When caring for a man in handcuffs, I was reminded that every patient must be shown empathy and compassion.
I approached the bedside with trepidation. I was never at ease approaching a patient who was wearing handcuffs. I felt fear of the unknown. Visible from the door were handcuffs on one wrist and the other end hooked to the bedrail. The police officer sat next to the bed, staring at his phone. It was hard to take my eyes off his firearm and stay focused on what I needed to do.

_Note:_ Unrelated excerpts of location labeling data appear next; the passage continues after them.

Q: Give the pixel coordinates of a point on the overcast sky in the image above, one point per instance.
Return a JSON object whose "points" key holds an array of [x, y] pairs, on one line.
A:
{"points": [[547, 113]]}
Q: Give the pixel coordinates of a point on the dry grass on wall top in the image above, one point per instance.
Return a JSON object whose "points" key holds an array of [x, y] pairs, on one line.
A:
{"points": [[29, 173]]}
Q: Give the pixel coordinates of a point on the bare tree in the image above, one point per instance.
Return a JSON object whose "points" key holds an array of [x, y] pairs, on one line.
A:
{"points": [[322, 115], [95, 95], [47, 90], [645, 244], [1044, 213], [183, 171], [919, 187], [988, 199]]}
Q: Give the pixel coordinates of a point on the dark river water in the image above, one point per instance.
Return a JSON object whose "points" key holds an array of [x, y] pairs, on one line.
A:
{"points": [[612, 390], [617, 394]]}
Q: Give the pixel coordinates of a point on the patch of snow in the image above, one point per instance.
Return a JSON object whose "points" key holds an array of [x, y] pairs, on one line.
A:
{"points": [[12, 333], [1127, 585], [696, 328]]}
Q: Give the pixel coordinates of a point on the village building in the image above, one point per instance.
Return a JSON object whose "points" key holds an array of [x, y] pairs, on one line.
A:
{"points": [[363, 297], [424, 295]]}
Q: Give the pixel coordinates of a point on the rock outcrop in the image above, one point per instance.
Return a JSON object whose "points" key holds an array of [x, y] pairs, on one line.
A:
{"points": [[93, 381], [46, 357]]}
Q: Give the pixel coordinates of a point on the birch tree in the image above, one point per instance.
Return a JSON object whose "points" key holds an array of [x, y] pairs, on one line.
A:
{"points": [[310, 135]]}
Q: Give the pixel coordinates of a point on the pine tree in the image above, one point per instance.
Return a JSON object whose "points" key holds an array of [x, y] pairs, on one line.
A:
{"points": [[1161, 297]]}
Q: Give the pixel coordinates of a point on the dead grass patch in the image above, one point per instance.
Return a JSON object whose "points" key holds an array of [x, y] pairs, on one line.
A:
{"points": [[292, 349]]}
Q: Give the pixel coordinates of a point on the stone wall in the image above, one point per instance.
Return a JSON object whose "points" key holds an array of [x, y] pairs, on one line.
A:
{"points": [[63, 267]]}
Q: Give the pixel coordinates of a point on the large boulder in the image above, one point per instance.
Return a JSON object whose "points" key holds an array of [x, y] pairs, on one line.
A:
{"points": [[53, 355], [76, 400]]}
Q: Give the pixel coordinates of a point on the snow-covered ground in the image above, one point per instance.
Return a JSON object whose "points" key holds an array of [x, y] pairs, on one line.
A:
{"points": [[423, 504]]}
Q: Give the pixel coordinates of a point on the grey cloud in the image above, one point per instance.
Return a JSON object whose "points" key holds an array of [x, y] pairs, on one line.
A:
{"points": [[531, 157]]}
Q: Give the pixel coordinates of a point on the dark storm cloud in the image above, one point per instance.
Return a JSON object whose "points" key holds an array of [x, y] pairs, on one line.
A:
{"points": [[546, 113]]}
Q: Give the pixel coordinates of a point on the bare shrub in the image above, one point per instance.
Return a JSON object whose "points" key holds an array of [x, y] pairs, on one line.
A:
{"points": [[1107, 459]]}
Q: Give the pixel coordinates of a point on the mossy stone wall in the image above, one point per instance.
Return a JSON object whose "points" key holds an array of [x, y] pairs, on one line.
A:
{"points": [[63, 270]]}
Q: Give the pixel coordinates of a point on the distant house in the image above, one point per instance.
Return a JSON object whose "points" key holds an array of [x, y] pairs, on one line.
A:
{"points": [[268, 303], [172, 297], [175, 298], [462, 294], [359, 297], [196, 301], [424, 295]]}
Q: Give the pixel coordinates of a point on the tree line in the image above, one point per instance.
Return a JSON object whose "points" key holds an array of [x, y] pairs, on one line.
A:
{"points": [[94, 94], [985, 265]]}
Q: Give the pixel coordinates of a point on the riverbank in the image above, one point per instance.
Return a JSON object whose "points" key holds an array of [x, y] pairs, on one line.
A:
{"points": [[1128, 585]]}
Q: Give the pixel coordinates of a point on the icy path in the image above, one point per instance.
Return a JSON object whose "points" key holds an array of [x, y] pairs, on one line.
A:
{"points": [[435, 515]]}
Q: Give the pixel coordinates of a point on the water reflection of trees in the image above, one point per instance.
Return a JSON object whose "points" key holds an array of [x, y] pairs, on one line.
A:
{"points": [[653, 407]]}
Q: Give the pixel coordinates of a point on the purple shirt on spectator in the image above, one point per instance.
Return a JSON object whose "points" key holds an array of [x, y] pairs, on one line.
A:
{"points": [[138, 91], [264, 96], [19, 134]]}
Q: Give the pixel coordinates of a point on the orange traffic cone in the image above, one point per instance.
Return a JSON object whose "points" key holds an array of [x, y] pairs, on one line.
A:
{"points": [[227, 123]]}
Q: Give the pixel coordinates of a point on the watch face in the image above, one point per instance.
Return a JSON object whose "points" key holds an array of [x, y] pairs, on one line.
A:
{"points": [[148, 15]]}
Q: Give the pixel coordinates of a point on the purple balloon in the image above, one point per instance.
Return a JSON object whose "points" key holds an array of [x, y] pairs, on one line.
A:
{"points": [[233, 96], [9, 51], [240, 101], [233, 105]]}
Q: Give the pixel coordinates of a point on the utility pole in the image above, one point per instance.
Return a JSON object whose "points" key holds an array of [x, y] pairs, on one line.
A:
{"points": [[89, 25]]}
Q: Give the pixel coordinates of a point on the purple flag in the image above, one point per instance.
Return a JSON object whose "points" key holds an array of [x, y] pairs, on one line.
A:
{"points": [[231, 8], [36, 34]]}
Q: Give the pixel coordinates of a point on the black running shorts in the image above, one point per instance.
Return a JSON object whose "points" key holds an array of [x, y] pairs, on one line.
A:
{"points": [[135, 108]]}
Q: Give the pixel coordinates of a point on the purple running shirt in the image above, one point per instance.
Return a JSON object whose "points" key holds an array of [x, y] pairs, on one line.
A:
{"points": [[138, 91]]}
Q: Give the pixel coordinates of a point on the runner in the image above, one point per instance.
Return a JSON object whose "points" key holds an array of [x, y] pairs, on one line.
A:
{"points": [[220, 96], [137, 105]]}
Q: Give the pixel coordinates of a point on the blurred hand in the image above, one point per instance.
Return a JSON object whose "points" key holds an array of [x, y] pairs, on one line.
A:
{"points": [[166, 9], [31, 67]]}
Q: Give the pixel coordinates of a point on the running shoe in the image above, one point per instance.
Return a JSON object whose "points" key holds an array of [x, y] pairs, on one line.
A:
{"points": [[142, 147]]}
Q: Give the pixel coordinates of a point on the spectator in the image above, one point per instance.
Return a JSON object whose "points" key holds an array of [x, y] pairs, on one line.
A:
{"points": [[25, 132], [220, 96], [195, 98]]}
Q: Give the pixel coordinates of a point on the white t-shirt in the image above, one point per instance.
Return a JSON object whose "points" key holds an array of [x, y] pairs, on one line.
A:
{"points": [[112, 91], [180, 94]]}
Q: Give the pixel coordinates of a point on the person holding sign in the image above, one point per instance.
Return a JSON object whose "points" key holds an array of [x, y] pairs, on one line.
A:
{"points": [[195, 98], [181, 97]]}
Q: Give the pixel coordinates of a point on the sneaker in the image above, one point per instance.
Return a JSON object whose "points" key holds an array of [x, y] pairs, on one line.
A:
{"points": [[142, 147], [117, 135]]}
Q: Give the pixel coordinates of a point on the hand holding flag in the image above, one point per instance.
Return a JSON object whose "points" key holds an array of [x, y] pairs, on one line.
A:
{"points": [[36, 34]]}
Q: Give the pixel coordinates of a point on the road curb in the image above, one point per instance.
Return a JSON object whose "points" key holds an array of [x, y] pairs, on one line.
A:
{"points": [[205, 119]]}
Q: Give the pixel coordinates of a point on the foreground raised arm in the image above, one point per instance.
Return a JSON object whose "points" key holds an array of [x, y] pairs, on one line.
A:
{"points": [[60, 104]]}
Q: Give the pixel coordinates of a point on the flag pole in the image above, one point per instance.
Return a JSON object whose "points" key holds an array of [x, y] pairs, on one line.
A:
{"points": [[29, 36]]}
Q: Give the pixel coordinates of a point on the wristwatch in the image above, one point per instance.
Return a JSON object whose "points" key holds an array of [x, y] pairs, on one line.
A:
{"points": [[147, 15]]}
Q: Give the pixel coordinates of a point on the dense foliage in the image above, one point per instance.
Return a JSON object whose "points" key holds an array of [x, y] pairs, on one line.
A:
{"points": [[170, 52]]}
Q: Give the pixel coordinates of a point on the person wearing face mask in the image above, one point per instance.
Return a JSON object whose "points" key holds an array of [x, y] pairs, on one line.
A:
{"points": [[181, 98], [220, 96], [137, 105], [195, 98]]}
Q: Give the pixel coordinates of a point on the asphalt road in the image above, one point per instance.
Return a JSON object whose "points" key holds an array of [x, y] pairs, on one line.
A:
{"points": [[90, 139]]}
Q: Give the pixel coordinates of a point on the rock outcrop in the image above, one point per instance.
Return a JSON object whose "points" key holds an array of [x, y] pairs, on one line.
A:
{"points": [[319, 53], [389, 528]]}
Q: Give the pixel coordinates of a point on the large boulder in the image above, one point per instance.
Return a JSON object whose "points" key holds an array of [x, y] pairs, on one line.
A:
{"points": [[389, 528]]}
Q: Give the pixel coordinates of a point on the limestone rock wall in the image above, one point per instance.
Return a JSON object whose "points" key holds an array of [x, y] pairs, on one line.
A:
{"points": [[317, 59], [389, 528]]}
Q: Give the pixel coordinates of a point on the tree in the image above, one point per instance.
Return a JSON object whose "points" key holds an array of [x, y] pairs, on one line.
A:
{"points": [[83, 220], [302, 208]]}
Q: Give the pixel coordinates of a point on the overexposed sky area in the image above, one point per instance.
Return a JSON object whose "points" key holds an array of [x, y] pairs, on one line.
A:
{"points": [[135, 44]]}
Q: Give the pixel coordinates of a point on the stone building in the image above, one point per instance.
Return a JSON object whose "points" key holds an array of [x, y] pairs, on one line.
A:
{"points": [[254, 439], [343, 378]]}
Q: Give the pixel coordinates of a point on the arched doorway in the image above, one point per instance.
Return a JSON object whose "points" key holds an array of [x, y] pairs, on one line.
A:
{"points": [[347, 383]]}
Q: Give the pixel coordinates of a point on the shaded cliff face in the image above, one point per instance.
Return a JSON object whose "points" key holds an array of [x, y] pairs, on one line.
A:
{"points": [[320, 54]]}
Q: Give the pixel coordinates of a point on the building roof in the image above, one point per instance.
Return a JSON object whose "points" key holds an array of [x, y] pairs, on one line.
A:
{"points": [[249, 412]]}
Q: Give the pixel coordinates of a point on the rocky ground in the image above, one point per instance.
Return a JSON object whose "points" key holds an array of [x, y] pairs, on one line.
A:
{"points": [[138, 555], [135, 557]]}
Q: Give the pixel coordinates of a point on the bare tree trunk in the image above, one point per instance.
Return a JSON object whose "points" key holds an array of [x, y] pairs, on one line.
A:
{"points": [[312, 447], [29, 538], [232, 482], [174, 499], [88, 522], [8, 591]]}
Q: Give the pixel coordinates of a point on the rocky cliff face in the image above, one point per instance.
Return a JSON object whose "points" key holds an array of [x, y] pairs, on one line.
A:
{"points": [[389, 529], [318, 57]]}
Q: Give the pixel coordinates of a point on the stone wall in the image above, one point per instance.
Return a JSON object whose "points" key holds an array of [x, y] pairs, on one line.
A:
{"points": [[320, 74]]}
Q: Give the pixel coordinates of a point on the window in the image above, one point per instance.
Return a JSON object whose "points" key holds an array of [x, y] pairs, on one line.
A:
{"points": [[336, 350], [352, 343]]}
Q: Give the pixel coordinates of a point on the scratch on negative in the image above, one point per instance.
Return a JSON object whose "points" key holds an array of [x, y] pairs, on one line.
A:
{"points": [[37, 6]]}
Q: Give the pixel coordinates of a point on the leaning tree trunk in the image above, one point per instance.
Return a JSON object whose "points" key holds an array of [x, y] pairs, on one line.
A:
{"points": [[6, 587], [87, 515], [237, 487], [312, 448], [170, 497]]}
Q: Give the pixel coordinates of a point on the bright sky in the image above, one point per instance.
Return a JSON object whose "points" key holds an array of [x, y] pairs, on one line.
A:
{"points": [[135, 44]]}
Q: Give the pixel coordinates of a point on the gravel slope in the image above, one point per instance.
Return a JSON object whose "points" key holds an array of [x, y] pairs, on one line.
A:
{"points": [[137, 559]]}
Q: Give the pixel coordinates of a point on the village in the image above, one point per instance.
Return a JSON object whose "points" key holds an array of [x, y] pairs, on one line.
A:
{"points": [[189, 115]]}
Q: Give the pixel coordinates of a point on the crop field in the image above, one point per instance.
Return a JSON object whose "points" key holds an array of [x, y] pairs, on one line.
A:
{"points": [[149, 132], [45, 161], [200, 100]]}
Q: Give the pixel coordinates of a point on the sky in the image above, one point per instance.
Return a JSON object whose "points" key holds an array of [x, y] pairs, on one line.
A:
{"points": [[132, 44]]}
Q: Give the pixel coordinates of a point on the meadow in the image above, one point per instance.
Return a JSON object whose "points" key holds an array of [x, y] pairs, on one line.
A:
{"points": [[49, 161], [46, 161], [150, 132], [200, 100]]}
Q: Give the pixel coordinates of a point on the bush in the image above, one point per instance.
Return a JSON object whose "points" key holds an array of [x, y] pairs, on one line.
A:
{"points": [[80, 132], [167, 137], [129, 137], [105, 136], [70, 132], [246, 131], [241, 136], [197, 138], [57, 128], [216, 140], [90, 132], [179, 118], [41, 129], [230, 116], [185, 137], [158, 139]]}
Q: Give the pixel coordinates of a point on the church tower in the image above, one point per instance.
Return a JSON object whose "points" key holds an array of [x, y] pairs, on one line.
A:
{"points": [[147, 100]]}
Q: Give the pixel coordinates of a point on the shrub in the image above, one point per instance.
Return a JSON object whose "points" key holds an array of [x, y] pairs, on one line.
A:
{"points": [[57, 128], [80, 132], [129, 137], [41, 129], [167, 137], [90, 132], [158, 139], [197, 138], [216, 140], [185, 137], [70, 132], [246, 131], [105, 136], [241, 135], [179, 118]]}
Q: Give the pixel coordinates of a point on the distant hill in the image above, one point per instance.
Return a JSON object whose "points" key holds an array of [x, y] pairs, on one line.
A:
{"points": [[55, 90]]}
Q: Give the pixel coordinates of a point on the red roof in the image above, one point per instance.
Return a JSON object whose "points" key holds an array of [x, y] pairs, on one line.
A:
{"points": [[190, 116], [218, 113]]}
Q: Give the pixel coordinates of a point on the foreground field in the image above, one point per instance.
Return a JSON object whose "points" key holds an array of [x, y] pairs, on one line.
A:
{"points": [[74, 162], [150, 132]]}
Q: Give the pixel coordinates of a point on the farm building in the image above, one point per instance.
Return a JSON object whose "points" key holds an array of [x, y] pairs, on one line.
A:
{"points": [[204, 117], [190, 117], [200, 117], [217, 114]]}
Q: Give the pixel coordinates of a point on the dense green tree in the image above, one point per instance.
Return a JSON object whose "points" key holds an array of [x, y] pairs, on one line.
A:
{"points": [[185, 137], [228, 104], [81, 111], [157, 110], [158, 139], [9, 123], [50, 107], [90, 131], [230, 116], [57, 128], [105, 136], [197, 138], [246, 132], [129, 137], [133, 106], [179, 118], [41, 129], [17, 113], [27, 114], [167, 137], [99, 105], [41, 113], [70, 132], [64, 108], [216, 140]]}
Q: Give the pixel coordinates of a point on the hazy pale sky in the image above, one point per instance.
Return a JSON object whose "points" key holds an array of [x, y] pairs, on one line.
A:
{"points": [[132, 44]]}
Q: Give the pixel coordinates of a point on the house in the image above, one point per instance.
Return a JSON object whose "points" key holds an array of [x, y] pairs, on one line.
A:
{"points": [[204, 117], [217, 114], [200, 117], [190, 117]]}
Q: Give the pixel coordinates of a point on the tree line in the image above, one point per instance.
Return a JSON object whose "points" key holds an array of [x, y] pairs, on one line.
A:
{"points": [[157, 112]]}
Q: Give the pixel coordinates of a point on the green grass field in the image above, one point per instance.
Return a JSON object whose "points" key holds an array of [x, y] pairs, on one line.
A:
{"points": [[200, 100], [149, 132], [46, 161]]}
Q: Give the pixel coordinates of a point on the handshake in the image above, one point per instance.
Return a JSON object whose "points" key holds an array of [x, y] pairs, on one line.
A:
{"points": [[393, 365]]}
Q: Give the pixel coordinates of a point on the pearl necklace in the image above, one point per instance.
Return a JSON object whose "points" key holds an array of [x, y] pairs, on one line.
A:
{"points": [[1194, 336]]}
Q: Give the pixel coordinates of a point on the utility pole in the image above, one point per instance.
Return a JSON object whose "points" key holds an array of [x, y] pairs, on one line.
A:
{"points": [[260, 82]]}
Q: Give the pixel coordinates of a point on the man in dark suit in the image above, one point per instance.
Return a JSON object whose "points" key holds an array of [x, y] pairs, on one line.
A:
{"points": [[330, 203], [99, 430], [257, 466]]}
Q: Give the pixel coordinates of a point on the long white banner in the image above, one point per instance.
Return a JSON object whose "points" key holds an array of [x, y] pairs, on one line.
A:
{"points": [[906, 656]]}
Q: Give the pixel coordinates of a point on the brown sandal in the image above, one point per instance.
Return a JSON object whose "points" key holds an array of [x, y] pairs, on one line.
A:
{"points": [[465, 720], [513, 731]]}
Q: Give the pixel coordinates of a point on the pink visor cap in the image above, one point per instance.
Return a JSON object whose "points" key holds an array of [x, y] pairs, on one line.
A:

I gathered myself and approached the patient and asked as casually as possible, “Hi, how are you feeling today?” He’d been admitted the night before with vomiting and coffee ground emesis. He also had a pneumonia. As I gathered more details of his history, his answers made me feel more comfortable. During the physical exam, both of us tried to ignore the handcuffs. It made listening to his back particularly challenging, but he did his best to roll over and cooperated with the exam as best as he could. I told him that while things appeared to be improving, he would likely need to stay another day in the hospital for IV antibiotics and other medications. He nodded. I felt sad as I turned around and walked toward the door. “Poor guy has to be in shackles all the time,” I thought.
I hadn’t taken more than a few steps when I heard the police officer calling someone and saying, “He’s gonna stay another day.” I shook my head wondering whatever happened to HIPPA. Do incarcerated patients lose all their rights? I had no idea. Should I have insisted on his handcuffs coming off so that I could examine him in a proper and dignified manner? What if he’s an innocent man and wrongly accused of a crime?
It’s not unusual for healthcare professionals to encounter patients who are either currently under arrest or their chart says, “History of multiple incarcerations.” This information may create a bias in our minds. These biases can lead to unfounded fears and create false stereotypes, which can prevent us from serving these patients to the best of our abilities. I walked into that patient encounter with many fears, but I left feeling reassured that the patient I met was just like any other person, and that my fears weren’t justified.
This experience reminded me to approach all patients with empathy, compassion, and humanism. The patient wasn’t the only one in shackles that day; my mind was too, and I resolved to unshackle it.
This piece expresses the views solely of the author. It does not represent the views of any organization, including Johns Hopkins Medicine.